Certaines dispositions nationales, comme en France avec l’article 226-8-1 du Code pénal (relatif à la « fausse image à caractère pornographique »), permettent de poursuivre les auteurs de tels actes, mais encore faut-il les identifier. Ces procédures sont longues, complexes, et rarement couronnées de succès.

Des plateformes encore trop passives face aux dérives IA

Les géants du numérique, X en premier lieu, sont aujourd’hui contraints à une réaction face à la pression médiatique et publique. Mais comme le démontrent les retards de modération de cette affaire, les systèmes de détection automatique des contenus IA malveillants sont encore insuffisants ou peu efficaces.

Des solutions technologiques commencent à émerger, tels que les détecteurs de contenu IA, capables d’identifier une image générée artificiellement – une piste à explorer plus en profondeur dans les dispositifs de modération automatisée.

Quelles solutions pour encadrer les dérives de l’IA générative ?

Responsabiliser les développeurs et interdire les modèles dangereux par défaut

De nombreux chercheurs plaident pour une éthique du développement IA fondée sur le « default safety » : tout modèle devrait être, par défaut, désactivé pour la génération de contenus susceptibles de nuire aux individus. Cela impliquerait aussi une surveillance accrue des dépôts open source, où certains modèles sont diffusés avec leurs poids d’entraînement, ce qui facilite leur personnalisation à des fins malveillantes.

Éducation et sensibilisation : un rempart sociotechnique

La lutte contre ce type d’abus repose aussi sur l’éducation à l’esprit critique numérique. Repérer une IA mal utilisée, comprendre le fonctionnement des deepfakes, savoir signaler un contenu ou appuyer juridiquement une victime sont désormais des compétences essentielles. Ces problématiques rejoignent celles déjà soulevées dans le cadre de l’introduction de l’IA à l’école, où le juste encadrement des usages conditionne son acceptabilité sociale.
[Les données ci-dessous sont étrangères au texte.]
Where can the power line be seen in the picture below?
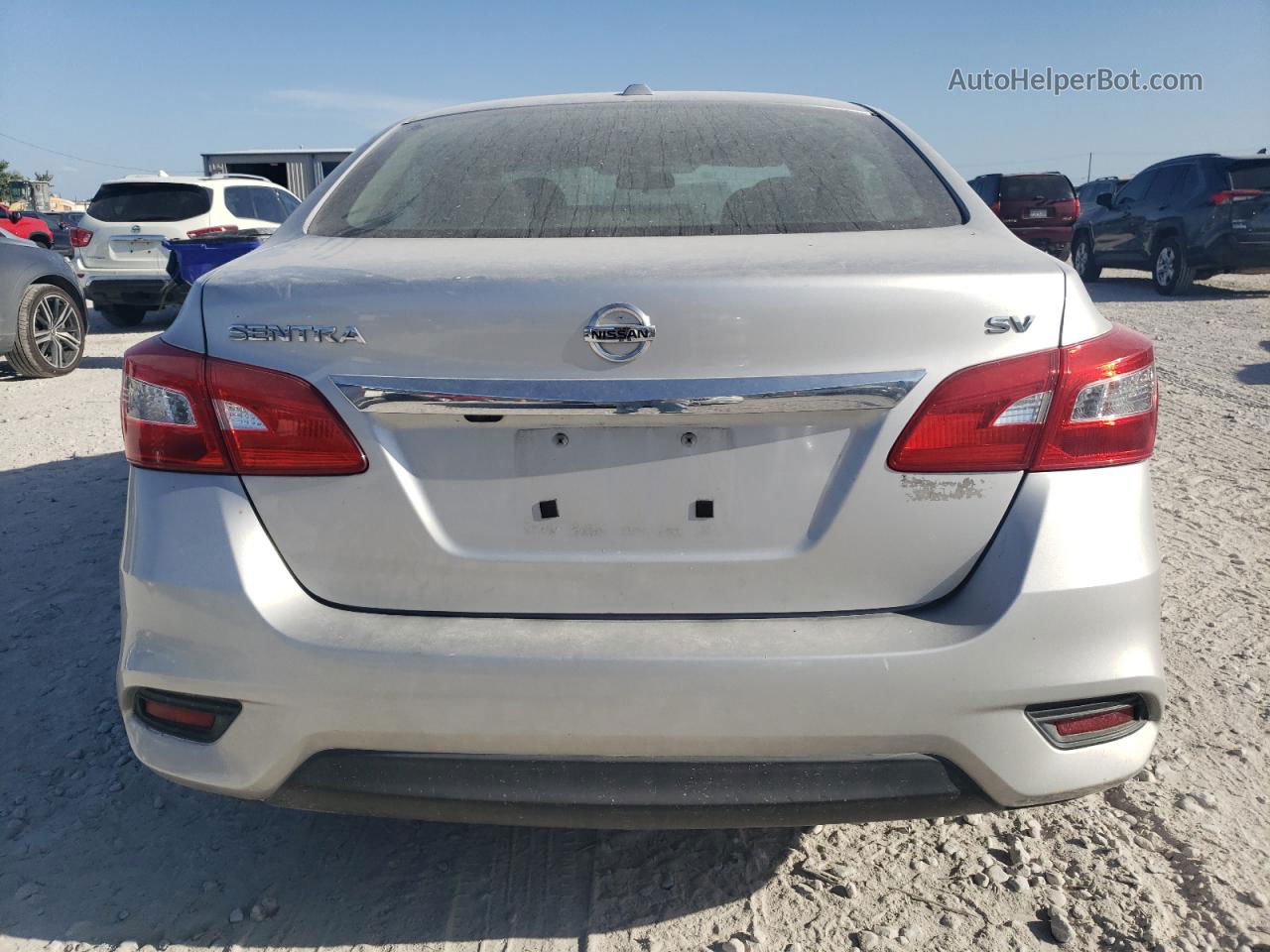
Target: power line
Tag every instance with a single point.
(67, 155)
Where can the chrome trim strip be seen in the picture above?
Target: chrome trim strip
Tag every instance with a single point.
(620, 398)
(1046, 716)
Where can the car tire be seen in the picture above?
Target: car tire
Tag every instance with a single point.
(1170, 272)
(123, 316)
(51, 330)
(1082, 259)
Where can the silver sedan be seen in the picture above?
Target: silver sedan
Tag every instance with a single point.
(42, 312)
(674, 460)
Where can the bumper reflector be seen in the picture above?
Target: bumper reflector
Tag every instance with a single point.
(1086, 722)
(186, 715)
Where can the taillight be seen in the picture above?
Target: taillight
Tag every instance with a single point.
(1083, 722)
(211, 230)
(190, 413)
(1089, 404)
(1236, 194)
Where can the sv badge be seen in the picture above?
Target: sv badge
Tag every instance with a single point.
(1002, 325)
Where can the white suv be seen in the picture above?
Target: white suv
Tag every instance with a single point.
(118, 245)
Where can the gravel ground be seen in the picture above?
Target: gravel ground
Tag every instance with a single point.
(98, 853)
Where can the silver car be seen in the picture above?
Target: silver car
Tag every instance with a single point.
(643, 460)
(42, 311)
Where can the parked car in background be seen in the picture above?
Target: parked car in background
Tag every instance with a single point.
(118, 244)
(26, 225)
(42, 312)
(1038, 207)
(1184, 220)
(62, 225)
(476, 458)
(1087, 194)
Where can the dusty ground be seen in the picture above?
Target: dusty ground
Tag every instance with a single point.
(99, 853)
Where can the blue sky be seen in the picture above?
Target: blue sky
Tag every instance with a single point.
(155, 84)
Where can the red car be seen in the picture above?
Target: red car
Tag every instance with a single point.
(27, 226)
(1039, 207)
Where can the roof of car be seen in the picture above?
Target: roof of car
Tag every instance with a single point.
(677, 95)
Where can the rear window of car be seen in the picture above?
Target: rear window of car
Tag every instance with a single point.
(1252, 175)
(149, 200)
(1024, 188)
(638, 169)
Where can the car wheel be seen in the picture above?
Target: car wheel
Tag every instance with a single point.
(51, 330)
(123, 316)
(1170, 272)
(1082, 259)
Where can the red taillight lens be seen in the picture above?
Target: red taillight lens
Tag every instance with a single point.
(1091, 404)
(168, 420)
(278, 424)
(190, 413)
(178, 715)
(1103, 413)
(1236, 194)
(212, 230)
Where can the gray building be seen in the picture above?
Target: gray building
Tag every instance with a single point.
(295, 169)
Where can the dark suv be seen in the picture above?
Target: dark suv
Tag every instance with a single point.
(1087, 194)
(1038, 207)
(1183, 220)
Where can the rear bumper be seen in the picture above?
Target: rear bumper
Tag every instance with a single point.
(1236, 252)
(1065, 606)
(629, 792)
(130, 289)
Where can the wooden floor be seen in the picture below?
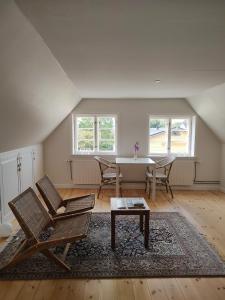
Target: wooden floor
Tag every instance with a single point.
(206, 210)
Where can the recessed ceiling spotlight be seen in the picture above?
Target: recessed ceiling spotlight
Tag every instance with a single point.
(157, 81)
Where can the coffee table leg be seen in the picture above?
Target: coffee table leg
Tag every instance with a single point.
(141, 223)
(146, 233)
(113, 231)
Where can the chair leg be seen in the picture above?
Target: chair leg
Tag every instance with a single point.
(146, 184)
(166, 185)
(171, 192)
(149, 188)
(57, 260)
(121, 192)
(99, 190)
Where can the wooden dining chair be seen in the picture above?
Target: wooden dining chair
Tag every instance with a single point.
(107, 173)
(54, 201)
(35, 220)
(163, 170)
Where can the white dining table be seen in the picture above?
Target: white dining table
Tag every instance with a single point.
(135, 161)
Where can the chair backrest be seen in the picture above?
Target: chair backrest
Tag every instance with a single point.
(166, 163)
(49, 194)
(104, 164)
(30, 213)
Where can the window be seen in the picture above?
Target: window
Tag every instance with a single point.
(95, 134)
(170, 135)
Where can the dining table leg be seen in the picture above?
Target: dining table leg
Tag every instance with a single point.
(117, 181)
(154, 183)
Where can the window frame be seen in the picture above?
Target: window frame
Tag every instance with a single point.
(96, 135)
(191, 146)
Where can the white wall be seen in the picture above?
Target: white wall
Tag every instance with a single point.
(210, 105)
(132, 126)
(223, 169)
(35, 93)
(14, 181)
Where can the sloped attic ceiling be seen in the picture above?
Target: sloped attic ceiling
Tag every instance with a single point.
(114, 49)
(210, 105)
(35, 93)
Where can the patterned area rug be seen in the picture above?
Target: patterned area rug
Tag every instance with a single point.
(176, 250)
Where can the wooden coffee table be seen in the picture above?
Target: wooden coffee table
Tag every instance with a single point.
(144, 214)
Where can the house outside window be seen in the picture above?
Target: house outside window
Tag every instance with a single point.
(95, 134)
(171, 135)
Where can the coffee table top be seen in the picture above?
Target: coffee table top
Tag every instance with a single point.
(122, 202)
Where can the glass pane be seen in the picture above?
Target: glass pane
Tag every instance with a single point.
(158, 135)
(106, 146)
(106, 122)
(180, 136)
(106, 134)
(85, 134)
(85, 122)
(85, 146)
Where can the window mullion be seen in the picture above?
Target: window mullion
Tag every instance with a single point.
(96, 134)
(169, 137)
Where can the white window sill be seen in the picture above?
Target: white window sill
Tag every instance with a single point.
(180, 157)
(94, 153)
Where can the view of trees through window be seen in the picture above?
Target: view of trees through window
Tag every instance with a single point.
(169, 135)
(95, 134)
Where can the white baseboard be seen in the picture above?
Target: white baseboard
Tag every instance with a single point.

Quand la responsabilité sociale de l’IA devient une urgence politique

Engagement attendu des acteurs technologiques

Devant l’accélération des violences numériques facilitées par des outils performants mais accessibles, les éditeurs d’outils génératifs ont un devoir d’anticipation. Certains comme OpenAI ou Google ont déjà mis en place des limitations sur la génération d’images à caractère explicite. D’autres doivent encore franchir ce pas en intégrant des filtres plus robustes, voire des mécanismes d’identification des visages intégrés aux pipelines IA afin d’en refuser le traitement s’il s’agit de visages humains réels non consentis.

Vers des outils d’alerte et de traçabilité mieux intégrés

Des sociétés travaillent à l’intégration de filigranes IA invisibles, qui permettraient d’identifier automatiquement des contenus générés artificiellement, même après compression, recadrage ou modifications mineures. À moyen terme, l’infrastructure numérique devra intégrer nativement les moyens de signaler, tracer et bloquer la dissémination de ces contenus à l’échelle de la chaîne technique (hébergeur, CDN, moteur de recherche, réseau social…)

Dans la sphère B2B, l’intelligence artificielle occupe souvent une place plus vertueuse, notamment dans le marketing, la productivité ou la génération de contenus optimisés. Il est important de rappeler l’exemple positif d’outils tels que ceux dédiés à la création visuelle professionnelle, où l’usage de l’IA répond à des objectifs clairs, transparents et bénéfiques pour toutes les parties.

Conclusion : déshabiller les corps sans leur consentement, c’est dévoiler l’échec collectif des garde-fous IA

Le scandale sur X illustre à quel point les applications prometteuses de l’IA peuvent rapidement être détournées en instruments d’humiliation, de harcèlement et de déshumanisation. Ce cas demeure un signal d’alerte pour les régulateurs, développeurs et plateformes : l’ère de l’IA ne peut progresser sans y adjoindre des principes d’éthique, de responsabilité et de protection. Car au-delà de la prouesse technologique, ce sont des vies humaines – et leur dignité – qui sont touchées.